The stress-vulnerability model explains psychosis without having to use a diagnostic label. Mr. K’s previous understanding of schizophrenia dovetailed with his low self-esteem. His self-perceived stupidity also had discouraged him from confronting his paranoid anxieties.
Once he realized that unrelenting psychotic symptoms—not his IQ—held him back, we could form a treatment plan. We explained Mr. K’s paranoid symptoms with the stress-vulnerability model: His fears and suspicions worsened whenever he was under stress. This allowed us to sidestep the “brain disorder” model that demoralized him.
By no means, however, did we reject the notion that schizophrenia has a biologic basis. Even if “schizophrenia” is never mentioned, this diagnosis still guides treatment.
Viewing psychotic symptoms as normal reactions. The therapist extensively examined Mr. K’s safety concerns for himself and his family. The therapist acknowledged that these concerns were legitimate, as the patient lives in an inner-city neighborhood plagued by violent crime. Mr. K was then praised for his devotion to his family.

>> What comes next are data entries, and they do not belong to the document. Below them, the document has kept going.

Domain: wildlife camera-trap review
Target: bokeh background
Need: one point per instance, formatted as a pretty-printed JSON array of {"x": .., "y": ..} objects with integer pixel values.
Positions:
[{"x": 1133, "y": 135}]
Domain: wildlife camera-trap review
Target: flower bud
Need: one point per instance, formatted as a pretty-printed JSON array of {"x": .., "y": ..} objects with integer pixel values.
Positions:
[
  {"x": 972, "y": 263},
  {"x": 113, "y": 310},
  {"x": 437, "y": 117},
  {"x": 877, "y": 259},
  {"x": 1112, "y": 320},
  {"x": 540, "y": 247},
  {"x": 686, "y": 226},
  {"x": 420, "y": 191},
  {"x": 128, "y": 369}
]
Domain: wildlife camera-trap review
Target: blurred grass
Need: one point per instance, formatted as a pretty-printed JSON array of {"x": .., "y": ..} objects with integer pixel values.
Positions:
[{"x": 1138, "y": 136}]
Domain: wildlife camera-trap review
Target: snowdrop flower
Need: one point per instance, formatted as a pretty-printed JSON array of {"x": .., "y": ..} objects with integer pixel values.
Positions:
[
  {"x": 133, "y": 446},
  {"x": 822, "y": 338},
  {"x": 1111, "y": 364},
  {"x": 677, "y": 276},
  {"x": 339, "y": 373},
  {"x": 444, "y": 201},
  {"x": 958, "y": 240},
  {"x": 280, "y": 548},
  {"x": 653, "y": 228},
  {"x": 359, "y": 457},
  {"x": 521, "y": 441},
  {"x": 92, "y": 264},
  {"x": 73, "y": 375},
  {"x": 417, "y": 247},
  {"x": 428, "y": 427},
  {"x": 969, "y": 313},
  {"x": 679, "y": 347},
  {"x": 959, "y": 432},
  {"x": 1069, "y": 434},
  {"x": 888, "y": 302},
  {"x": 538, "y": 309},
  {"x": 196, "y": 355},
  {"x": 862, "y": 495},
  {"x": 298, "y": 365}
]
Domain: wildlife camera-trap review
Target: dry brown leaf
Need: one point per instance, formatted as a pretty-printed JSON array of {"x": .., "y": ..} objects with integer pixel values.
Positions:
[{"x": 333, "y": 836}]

By applying normalization techniques, 9 the therapist found fact-based aspects of the delusional beliefs. Normalizing Mr. K’s safety concerns made him feel validated. From there, we could map out a plan for him to periodically leave his home. We devised a routine that addressed his safety concerns: He went to the library only in daylight. He chose a subway route that was less convenient but made him feel more comfortable. Once at the library, he called home to make sure his family was safe, then sat at an open table so he could watch other library patrons come and go.
Once this routine was established, we could address the more idiosyncratic delusions that caused Mr. K considerable stress and anxiety. We asked him to explain the evidence behind his belief that trained assassins were targeting his family. He could not do so and eventually admitted that this thinking was misguided. His fears gradually shifted from specific threats targeted at him and his family to nonspecific fears of the randomness and unfairness of life.
Placing psychosis in psychological context. We tried to understand the psychology of his paranoid thoughts while viewing his symptoms as part of a neurobiologic disorder.
What initially looked like “garden variety” paranoid delusions had a psychological meaning to Mr. K. His dread of public humiliation was intertwined with his fear of assassination. Once understood, these two fears could be isolated and became easier to treat. 10 We traced Mr. K’s fear for his family’s safety to his being the oldest male in a matriarchal household. Because his illness prevented him from assuming the role of breadwinner, all that was left was for him to guard his family from the imagined threat of assassination.